In Israel folgt Simchat Tora direkt auf die sieben Feiertage von Sukkot, fällt also mit Schemini Azeret zusammen. In der Diaspora wird Simchat Tora einen Tag nach Schemini Azeret, am 23. Tag des Monats Tischri, gefeiert. Simchat Tora, die »Torafreude«, ist – wie der Name schon sagt – der Tag, an dem wir uns an der Tora freuen.
An diesem Tag werden die Fünf Bücher Mose in den Synagogen zu Ende gelesen – und die Lesung beginnt am gleichen Tag wieder von vorne.
segnungen Zuerst lesen wir im letzten Wochenabschnitt der Tora über die Segnungen, die Mosche jedem der zwölf Stämme Israels vor seinem Tod gegeben hat (5. Buch Mose 33, 1–25).

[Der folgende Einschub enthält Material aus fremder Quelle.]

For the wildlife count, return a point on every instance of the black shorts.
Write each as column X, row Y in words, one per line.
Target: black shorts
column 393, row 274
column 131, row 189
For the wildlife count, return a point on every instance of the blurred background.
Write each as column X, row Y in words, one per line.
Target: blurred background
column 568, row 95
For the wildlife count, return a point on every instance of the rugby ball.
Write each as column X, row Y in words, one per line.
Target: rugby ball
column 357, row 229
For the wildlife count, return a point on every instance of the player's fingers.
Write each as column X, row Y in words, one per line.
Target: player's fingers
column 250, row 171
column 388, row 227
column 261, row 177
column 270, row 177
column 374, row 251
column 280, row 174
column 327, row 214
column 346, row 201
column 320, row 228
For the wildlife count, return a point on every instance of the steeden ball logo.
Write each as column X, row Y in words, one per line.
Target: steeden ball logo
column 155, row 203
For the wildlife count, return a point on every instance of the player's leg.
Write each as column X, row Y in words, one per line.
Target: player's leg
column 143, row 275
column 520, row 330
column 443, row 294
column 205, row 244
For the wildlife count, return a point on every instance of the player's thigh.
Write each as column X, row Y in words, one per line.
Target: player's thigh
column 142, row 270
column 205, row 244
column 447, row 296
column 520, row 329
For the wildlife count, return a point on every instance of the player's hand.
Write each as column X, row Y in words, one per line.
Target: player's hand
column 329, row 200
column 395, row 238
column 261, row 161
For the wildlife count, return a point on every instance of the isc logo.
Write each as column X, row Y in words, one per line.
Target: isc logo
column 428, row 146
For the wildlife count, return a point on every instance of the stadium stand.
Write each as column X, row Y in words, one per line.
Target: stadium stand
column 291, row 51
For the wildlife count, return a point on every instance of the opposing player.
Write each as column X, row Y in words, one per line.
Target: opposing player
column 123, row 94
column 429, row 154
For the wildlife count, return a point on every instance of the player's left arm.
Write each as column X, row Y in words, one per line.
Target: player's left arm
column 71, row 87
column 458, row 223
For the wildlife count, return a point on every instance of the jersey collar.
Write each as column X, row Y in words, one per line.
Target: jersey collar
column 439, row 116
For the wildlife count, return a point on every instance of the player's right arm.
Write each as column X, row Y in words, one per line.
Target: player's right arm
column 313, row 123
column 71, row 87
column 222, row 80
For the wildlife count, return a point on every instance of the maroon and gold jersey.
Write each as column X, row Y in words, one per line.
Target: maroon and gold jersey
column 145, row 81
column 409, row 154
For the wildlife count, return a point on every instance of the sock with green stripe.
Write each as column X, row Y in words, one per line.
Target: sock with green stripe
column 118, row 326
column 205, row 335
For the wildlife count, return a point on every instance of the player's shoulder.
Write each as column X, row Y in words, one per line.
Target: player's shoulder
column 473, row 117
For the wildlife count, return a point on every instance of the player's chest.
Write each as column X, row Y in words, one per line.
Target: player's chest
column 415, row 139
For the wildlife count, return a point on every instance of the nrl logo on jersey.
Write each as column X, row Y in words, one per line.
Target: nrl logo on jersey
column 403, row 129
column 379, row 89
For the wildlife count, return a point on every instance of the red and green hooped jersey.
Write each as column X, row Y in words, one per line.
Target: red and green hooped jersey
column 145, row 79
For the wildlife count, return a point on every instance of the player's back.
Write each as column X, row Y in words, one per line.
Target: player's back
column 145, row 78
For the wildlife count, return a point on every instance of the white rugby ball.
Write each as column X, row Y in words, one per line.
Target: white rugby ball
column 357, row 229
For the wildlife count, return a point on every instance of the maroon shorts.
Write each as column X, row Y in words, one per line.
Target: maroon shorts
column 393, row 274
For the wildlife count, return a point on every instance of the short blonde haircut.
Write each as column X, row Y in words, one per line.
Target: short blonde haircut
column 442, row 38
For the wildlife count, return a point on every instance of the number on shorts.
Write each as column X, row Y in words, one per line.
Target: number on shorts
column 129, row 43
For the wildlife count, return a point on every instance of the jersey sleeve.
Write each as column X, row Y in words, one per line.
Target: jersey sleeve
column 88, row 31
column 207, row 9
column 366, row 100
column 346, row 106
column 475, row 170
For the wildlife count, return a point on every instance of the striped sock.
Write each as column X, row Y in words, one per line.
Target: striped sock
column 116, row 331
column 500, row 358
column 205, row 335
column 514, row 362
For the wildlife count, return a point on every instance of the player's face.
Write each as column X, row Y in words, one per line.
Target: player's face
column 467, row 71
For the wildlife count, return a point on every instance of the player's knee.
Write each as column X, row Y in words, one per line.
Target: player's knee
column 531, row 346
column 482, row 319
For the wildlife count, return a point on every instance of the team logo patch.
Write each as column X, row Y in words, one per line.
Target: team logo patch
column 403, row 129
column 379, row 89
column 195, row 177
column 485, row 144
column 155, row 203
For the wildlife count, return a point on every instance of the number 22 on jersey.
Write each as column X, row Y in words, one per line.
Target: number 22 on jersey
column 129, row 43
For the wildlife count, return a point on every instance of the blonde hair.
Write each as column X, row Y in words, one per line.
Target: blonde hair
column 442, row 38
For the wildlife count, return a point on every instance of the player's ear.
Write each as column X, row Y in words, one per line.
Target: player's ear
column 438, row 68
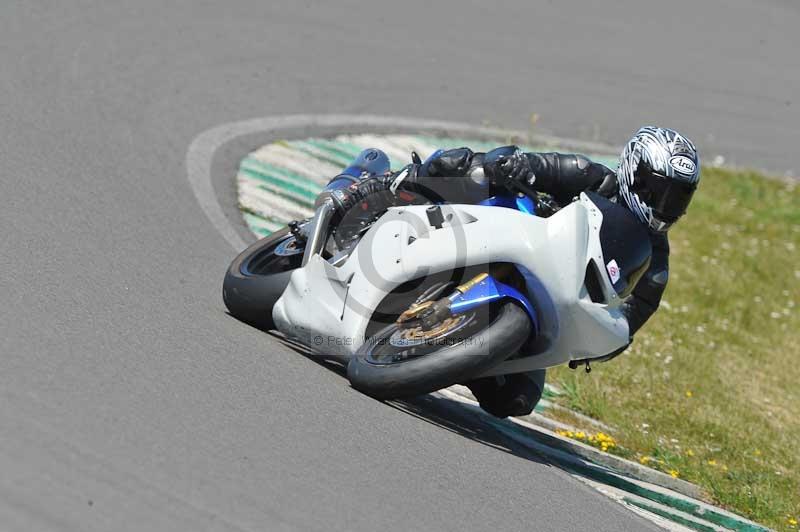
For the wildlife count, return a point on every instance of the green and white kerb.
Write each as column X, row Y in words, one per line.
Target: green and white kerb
column 279, row 182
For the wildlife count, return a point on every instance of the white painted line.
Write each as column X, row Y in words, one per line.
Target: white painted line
column 201, row 150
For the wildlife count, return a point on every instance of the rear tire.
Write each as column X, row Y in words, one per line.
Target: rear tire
column 257, row 277
column 385, row 370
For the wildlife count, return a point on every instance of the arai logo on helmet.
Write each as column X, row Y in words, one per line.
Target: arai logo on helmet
column 682, row 164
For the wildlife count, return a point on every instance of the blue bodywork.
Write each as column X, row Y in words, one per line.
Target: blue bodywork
column 375, row 162
column 490, row 290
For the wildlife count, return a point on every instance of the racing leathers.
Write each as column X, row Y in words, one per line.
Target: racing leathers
column 462, row 176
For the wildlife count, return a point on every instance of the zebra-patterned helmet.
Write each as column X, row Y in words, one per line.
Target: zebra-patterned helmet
column 658, row 172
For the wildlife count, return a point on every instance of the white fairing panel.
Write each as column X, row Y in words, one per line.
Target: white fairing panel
column 329, row 307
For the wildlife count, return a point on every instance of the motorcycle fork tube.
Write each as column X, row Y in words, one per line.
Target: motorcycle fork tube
column 319, row 232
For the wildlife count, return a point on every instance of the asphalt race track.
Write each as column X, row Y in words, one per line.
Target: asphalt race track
column 130, row 400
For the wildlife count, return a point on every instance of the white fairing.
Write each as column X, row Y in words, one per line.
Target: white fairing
column 328, row 307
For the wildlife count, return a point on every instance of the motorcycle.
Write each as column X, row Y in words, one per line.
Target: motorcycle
column 418, row 297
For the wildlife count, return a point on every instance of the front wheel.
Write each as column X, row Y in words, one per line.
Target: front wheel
column 402, row 362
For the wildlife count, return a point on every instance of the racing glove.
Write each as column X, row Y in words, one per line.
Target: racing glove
column 507, row 165
column 451, row 163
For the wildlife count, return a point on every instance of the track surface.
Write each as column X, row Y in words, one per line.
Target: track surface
column 131, row 401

Anschließend lesen wir, wie Mosche den Berg Newo besteigt, von dessen Gipfel er das Gelobte Land sieht: »Und der Ewige sprach zu ihm: Dies ist das Land, das Ich Awraham, Jizchak und Jakow zugeschworen habe: ›Deinem Samen will Ich es geben!‹ Ich habe es dich schauen lassen mit deinen Augen, aber dort hinüber sollst du nicht kommen. Dann starb Mosche, der Knecht des Ewigen, im Land Moab (...), und niemand kennt sein Grab bis auf den heutigen Tag« (5. Buch Mose 34, 4–5).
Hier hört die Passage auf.